NavList:
A Community Devoted to the Preservation and Practice of Celestial Navigation and Other Methods of Traditional Wayfinding
From: Howard G
Date: 2023 Sep 9, 05:22 -0700
David Pike: The P3B Orion carried 2 navigators – 1 the Tacco ( Tactical Coordinator) and the other a navigator – on patrol or transits we shared navigation.
On patrol – typically daylight you were most likely in radar contact with some island in the pacific or the coast of NZ so sun/planets shots weren’t needed. Long transits – NZ to Hawaii; NZ to Australia; or deep South patrols or deep East patrols out into the Southern Pacific islands are very sparse – you only had the sun or planets. Or long 15 hours submarine patrols – Hawaii north up towards Bering – patrolling a sonobuoy field – radar off – 25,0000 feet ( only Astro was possible). Yes a 3 star fix could be calculated quickly no doubt – we all became skilled at that – but likely the ceiling of the Vulcan was different to the P3B Orion – certainly the tasking was.
The problem that the portable calculator solved – was the speed at which you could do a 3 star fix – when you had high cirrus or other cloud obscuring part of the shot. Also, with cloud about and below say 30,000 you were not sure you precomputed would work – or you hit turbulence – or something else that stuffed up a precomputed fix. I could look out the periscopic sextant – say NOW – and with cloud partially obscuring part of the 360 degree field select 3 stars approx. 120 apart or may be not – if part of the field obscured – shoot 2 or 3 stars within the visual field – and then back compute the shot. THAT WAS THE BEAUTY of the calculator. Further, with high cirrus you might not be able to quite find the stars you want – precomputing would give the exact dec and azimuth of the star – preset that on your sextant – and very dim stars were right there in the field on your sextant.

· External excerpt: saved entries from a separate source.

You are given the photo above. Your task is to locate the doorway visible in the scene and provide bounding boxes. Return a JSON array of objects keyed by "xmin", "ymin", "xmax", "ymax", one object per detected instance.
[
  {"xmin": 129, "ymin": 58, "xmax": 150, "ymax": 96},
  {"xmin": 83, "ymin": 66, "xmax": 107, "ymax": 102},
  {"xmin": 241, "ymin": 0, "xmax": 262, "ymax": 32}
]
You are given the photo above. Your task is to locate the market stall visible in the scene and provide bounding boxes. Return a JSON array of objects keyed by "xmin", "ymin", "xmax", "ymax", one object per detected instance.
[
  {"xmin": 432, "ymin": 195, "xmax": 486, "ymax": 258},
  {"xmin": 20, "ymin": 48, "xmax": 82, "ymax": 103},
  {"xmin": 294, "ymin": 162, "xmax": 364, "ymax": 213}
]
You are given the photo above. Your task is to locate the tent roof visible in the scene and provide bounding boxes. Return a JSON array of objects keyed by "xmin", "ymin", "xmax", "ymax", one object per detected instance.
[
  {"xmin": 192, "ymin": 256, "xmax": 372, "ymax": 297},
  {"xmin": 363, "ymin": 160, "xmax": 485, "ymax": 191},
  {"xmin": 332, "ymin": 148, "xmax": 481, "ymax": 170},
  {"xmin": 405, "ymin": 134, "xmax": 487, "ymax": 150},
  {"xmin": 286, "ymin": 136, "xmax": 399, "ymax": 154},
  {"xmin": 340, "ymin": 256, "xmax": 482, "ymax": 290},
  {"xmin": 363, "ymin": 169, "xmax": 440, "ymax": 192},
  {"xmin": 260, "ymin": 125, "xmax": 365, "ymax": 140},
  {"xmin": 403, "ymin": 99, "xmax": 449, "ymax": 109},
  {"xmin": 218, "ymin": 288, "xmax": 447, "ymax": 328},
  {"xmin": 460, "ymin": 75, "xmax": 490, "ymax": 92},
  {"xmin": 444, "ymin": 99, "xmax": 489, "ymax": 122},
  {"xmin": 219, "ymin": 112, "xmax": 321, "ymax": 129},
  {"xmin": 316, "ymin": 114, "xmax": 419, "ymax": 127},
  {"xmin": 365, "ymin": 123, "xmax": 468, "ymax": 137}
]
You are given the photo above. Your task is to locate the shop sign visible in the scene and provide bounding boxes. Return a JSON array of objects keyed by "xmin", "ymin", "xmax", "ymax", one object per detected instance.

And another use other than the obvious was that planets could be seen during the day theoretically – precomputing them often put them smack bang in the middle of the periscopic sextant on time – when you couldn’t actually find them visually searching.
But ……. You were ALWAYS up to speed on manual calculations – just in case technology failed – it happened. When I was navigator and the taco was navigating he would always ask me to calculate a 3 star fix for him and shoot it – typically the task of the off duty navigator/taco.